2 May 2023 – Positive market data to start May 2023. The markets on both sides of the Atlantic – the United States and Europe – have performed more positively than many analysts expected. The great recession in the Eurozone has failed to materialise and GDP in France is growing despite weeks of strikes and protests. And already the first short sellers and financial institutions are trying to make a stink elsewhere. Is that necessary?
US Purchasing Managers Index better than expected
The Institute for Supply Management (ISM) reports a rising value of 47.1 for the US Purchasing Managers Index in April 2023 compared to a forecast of 46.8 and still an ISM index of 46.3% in March 2023.
Eurozone avoids winter recession
Eurozone gross domestic product (GDP) is estimated to have risen by 0.1 per cent quarter-on-quarter in the first quarter. The “winter recession” feared in autumn is thus likely to have failed to materialise. France’s GDP even grew by 0.2 per cent, despite weeks of strikes and protests.
German inflation continues to fall
For the markets, the inflation data for Germany were of greater importance at the end of the week. According to the first estimate, inflation in Germany weakened further in April.

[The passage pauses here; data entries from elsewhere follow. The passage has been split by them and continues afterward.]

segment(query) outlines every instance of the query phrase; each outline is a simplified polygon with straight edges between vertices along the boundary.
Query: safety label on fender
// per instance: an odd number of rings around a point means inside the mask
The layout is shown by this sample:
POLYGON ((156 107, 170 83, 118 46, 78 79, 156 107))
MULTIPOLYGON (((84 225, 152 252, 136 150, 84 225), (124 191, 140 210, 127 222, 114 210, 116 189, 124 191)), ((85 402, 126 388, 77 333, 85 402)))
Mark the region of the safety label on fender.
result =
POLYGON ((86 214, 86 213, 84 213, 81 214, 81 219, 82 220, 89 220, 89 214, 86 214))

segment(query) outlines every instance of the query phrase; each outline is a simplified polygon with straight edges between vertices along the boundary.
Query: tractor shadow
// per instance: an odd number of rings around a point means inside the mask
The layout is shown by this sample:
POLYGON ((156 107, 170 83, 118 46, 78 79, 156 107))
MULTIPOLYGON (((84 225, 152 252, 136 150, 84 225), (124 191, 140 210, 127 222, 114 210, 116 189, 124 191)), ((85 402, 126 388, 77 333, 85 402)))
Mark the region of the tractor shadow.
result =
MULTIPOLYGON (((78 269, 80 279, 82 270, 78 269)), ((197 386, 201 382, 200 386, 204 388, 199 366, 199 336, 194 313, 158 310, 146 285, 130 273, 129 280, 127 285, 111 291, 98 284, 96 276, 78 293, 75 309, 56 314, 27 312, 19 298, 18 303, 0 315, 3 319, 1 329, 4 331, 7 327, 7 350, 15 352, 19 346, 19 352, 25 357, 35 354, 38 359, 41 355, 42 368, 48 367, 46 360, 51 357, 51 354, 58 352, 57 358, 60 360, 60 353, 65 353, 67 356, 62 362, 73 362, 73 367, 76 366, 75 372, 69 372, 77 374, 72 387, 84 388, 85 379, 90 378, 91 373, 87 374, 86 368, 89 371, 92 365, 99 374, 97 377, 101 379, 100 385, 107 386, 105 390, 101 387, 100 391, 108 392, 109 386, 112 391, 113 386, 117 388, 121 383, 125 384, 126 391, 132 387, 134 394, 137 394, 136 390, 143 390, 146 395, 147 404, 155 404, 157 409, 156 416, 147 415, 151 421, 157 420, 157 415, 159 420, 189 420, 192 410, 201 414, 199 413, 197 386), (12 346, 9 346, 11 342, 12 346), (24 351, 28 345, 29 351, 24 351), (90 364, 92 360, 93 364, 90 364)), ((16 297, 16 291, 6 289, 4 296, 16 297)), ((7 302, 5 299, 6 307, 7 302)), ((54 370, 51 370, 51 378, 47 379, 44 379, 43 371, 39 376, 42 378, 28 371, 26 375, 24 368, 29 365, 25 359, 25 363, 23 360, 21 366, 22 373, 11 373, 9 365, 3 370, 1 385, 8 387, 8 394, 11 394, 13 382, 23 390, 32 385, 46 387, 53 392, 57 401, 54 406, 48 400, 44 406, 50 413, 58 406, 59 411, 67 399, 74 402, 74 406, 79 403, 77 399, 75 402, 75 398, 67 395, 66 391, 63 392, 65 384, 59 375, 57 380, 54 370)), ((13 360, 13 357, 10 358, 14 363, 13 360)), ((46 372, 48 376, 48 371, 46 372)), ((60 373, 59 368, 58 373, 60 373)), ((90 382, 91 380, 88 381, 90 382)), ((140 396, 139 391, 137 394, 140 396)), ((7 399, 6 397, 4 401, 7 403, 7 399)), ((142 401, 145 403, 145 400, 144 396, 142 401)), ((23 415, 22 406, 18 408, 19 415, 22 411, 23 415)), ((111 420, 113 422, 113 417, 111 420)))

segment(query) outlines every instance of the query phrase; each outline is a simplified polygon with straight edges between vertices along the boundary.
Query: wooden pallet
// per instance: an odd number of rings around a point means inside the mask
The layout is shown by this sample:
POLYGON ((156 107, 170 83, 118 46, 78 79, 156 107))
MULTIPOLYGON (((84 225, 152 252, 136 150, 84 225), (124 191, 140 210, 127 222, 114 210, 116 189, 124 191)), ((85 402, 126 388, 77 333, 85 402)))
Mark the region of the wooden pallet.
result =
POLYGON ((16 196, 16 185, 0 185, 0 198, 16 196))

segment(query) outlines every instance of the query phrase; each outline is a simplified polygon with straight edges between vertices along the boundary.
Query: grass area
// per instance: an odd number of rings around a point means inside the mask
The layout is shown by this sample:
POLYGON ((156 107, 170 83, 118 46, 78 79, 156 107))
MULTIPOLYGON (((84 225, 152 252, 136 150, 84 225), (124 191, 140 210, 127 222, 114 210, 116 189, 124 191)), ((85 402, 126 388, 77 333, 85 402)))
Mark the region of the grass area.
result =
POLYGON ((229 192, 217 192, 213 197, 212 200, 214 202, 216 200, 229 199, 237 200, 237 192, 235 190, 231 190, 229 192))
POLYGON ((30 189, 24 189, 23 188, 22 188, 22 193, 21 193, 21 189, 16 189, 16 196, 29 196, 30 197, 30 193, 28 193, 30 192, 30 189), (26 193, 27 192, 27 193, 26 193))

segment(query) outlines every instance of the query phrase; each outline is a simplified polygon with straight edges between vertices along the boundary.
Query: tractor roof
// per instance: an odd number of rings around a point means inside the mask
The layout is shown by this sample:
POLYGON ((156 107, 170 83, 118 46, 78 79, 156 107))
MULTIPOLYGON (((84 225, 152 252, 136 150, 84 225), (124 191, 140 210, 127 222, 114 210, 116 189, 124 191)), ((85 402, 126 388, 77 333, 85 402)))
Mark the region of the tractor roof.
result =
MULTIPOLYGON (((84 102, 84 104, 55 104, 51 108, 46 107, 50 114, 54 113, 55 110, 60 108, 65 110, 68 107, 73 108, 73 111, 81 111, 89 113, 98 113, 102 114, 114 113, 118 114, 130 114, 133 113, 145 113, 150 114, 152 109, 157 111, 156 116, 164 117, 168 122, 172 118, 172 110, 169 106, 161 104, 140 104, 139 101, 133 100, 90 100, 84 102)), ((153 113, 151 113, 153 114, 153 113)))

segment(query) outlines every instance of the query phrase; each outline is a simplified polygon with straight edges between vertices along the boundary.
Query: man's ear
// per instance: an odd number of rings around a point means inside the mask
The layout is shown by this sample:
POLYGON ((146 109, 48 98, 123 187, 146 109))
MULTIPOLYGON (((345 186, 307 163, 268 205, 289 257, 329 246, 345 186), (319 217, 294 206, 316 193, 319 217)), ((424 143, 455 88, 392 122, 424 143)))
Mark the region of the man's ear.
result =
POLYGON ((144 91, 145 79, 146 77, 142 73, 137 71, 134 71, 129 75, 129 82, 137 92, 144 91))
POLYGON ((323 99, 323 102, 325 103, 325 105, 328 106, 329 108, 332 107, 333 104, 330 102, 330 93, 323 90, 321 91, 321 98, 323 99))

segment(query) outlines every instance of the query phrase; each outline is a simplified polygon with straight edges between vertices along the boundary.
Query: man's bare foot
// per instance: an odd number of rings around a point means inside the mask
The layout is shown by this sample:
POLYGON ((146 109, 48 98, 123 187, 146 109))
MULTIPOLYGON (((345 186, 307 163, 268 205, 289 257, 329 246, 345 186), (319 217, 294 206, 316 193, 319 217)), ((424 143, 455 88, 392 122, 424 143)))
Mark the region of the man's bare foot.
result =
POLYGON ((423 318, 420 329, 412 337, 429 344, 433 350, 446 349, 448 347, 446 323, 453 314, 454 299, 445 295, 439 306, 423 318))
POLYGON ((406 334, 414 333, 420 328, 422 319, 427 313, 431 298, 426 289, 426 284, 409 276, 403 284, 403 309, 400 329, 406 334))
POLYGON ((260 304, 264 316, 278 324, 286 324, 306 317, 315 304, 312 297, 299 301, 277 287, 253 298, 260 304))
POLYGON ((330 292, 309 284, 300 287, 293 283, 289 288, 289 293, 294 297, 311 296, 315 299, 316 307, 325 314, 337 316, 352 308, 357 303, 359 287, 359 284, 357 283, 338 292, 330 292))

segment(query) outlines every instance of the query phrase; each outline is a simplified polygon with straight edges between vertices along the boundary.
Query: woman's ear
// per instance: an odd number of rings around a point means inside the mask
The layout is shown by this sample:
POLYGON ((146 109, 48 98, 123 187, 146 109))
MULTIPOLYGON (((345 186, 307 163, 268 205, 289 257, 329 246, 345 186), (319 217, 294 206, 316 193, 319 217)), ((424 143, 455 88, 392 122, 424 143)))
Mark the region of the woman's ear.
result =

Commodity forecasts with significant deviations
Once again it becomes clear that price forecasts that span several years, if not decades, such as the World Bank‘s “Commodity Markets Outlook”, which is published regularly in April and October, should be treated with great caution.
Nickel and aluminium deviate strongly from the forecasts
Just look at the deviations in the forecasts for nickel price development for 2022, which in 2021 were still at a World Bank forecast of just $15.647 per tonne and then in April 2022 were an incredible 65% higher. The same can be said for aluminium, for example, where the price development deviates upwards by up to 35% compared to the forecast.
Whether the World Bank’s statistical models can still reflect reality despite possible adjustments to volatile methods and uncertainties remains to be seen. In any case, it is rather utopian to try to predict price developments until 2035.
Big banks with their own motives
The World Bank’s forecasts contain a lot of data that come from financial service providers and big banks or were borrowed from them. These in particular always have their own motives, which must be viewed with caution. Also and especially when it is once again claimed that GDP could decline somewhere, while the Eurozone, contrary to all bank and financial advisors who had predicted a recession there, is developing much better than “assumed”. Or in the case of JP Morgan Chase, which had sounded the same horn, participated extensively in bets on falling nickel prices and was one of the main financiers of the failed Tsingshan nickel short sell in 2022. This begs the legitimate question: Is this necessary?